Ammonium laurate
- Names: IUPAC name azanium;dodecanoate

Identifiers
- CAS Number: 2437-23-2;
- 3D model (JSmol): Interactive image;
- ChemSpider: 140381;
- ECHA InfoCard: 100.017.672
- EC Number: 219-439-6;
- PubChem CID: 159661;
- UNII: 50IRX6VLIF;
- CompTox Dashboard (EPA): DTXSID6027476;

Properties
- Chemical formula: C_{12}H_{27}NO_{2}
- Molar mass: 217.353 g·mol^{−1}
- Appearance: off-white solid
- Density: 1.79 g/cm^{3}
- Melting point: 45 °C
- Boiling point: 100 °C
- Solubility in water: soluble
- Hazards: GHS labelling:
- Pictograms: GHS05: Corrosive
- Signal word: Danger
- Flash point: 134.1 °C

= Ammonium laurate =

Ammonium laurate is a chemical compound with the chemical formula NH4C6H7O6.This is an organic ammonium salt of lauric acid.

==Synthesis==
Ammonium laurate can be prepared by mixing dry ammonia with an aqueous solution of pure lauric acid. This industrial method requires introducing ammonia gas into a lauric acid solution dissolved in a non-water-based solvent. The process is conducted under carefully regulated temperature and pressure parameters to maximize both the quantity and quality of the resulting product.

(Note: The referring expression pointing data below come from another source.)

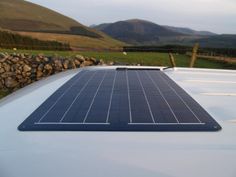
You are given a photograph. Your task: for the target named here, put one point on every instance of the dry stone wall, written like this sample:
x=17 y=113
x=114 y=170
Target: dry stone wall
x=19 y=70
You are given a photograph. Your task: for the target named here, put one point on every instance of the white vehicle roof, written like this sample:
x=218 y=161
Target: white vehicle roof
x=126 y=154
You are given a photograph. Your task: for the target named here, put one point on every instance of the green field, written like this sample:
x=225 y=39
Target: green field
x=143 y=58
x=148 y=59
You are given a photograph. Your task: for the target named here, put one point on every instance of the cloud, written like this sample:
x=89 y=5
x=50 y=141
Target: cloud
x=215 y=15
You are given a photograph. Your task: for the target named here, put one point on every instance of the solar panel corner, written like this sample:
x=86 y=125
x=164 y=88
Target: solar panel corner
x=110 y=100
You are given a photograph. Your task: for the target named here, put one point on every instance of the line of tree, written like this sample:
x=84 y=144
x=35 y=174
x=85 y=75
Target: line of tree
x=11 y=40
x=231 y=52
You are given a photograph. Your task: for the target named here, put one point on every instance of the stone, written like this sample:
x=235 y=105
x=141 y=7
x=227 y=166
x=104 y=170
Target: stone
x=66 y=64
x=39 y=74
x=72 y=64
x=6 y=67
x=7 y=74
x=80 y=58
x=26 y=68
x=2 y=70
x=2 y=55
x=86 y=63
x=77 y=62
x=48 y=67
x=40 y=67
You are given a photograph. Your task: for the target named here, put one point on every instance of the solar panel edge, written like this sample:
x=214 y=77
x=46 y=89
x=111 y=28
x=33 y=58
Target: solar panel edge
x=29 y=123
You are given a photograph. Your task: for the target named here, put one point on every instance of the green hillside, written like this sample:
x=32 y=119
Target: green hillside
x=11 y=40
x=19 y=15
x=38 y=22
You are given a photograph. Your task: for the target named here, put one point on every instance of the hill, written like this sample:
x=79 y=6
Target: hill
x=137 y=31
x=189 y=31
x=42 y=23
x=19 y=15
x=219 y=41
x=140 y=32
x=12 y=40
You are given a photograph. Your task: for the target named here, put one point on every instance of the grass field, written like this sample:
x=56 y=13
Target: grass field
x=148 y=59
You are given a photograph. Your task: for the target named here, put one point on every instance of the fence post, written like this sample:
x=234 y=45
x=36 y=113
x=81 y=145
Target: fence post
x=194 y=55
x=172 y=60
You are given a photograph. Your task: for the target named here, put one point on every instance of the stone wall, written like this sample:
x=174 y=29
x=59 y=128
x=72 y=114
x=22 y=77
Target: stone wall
x=19 y=70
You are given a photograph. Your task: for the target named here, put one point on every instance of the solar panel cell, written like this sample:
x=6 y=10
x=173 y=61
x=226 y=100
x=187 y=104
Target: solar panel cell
x=120 y=100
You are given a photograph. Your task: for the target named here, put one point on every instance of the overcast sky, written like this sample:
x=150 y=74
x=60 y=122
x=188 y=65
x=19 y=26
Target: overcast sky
x=214 y=15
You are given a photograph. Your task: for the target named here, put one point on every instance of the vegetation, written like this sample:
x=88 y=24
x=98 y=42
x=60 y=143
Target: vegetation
x=11 y=40
x=4 y=93
x=44 y=24
x=77 y=41
x=143 y=58
x=20 y=15
x=229 y=52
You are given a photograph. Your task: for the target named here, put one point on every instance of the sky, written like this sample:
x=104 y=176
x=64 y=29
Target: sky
x=218 y=16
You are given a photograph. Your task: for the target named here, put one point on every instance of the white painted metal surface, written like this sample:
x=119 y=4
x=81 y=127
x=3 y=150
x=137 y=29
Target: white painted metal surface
x=122 y=154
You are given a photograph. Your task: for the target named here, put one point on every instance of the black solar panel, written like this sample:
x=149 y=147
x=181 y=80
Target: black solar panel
x=120 y=100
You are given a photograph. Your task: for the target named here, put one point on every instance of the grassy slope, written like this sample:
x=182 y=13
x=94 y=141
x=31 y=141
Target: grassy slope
x=19 y=9
x=148 y=59
x=21 y=15
x=77 y=41
x=152 y=59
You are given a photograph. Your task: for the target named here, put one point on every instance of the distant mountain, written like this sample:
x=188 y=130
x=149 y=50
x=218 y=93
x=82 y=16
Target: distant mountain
x=137 y=31
x=33 y=20
x=219 y=41
x=189 y=31
x=141 y=32
x=20 y=15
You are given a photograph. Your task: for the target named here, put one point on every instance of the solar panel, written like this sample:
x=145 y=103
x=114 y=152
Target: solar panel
x=120 y=100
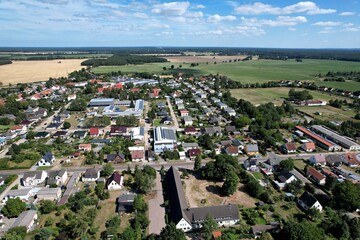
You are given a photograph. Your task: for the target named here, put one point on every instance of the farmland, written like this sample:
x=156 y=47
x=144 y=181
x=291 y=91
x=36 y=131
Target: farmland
x=274 y=95
x=35 y=71
x=247 y=71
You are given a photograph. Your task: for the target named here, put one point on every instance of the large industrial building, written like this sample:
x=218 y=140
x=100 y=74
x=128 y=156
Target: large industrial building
x=336 y=138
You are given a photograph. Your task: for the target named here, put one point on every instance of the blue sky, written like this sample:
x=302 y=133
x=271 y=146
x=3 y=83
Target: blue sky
x=276 y=23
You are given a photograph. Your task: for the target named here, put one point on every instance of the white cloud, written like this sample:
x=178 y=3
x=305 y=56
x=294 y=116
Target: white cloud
x=301 y=7
x=199 y=6
x=278 y=22
x=327 y=24
x=194 y=14
x=172 y=8
x=217 y=18
x=347 y=14
x=140 y=15
x=351 y=29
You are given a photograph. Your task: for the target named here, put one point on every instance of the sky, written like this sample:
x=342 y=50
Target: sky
x=210 y=23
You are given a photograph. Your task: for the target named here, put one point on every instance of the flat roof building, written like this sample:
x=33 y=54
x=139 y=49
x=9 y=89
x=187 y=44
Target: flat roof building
x=335 y=137
x=101 y=102
x=164 y=139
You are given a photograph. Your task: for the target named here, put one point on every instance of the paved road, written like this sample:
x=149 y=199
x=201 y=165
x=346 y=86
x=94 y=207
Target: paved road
x=174 y=118
x=156 y=212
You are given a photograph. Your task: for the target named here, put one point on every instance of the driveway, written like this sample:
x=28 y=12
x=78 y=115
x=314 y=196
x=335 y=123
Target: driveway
x=156 y=212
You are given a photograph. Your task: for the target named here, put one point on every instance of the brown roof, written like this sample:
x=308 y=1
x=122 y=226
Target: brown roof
x=137 y=154
x=315 y=174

Also, ammonium laurate can be obtained by reacting lauric acid with ammonium hydroxide. This process generally begins with dissolving lauric acid in a solvent like ethanol, followed by the addition of ammonium hydroxide to the mixture.

==Physical properties==
The compound typically appears as a white to off-white solid or powder. It is soluble in water, making it useful in various applications.

The substance is harmful when inhaled, ingested, or put in contact with the skin. It can cause skin irritation and eye damage. It can emit harmful fumes under fire conditions.

==Uses==
The compound is used as a surfactant, wetting agent, emulsifier with foaming properties.

Also, ammonium laurate is used in the extraction and recovery of polyhydroxyalkanoates (PHAs), biodegradable polymers produced by various microorganisms.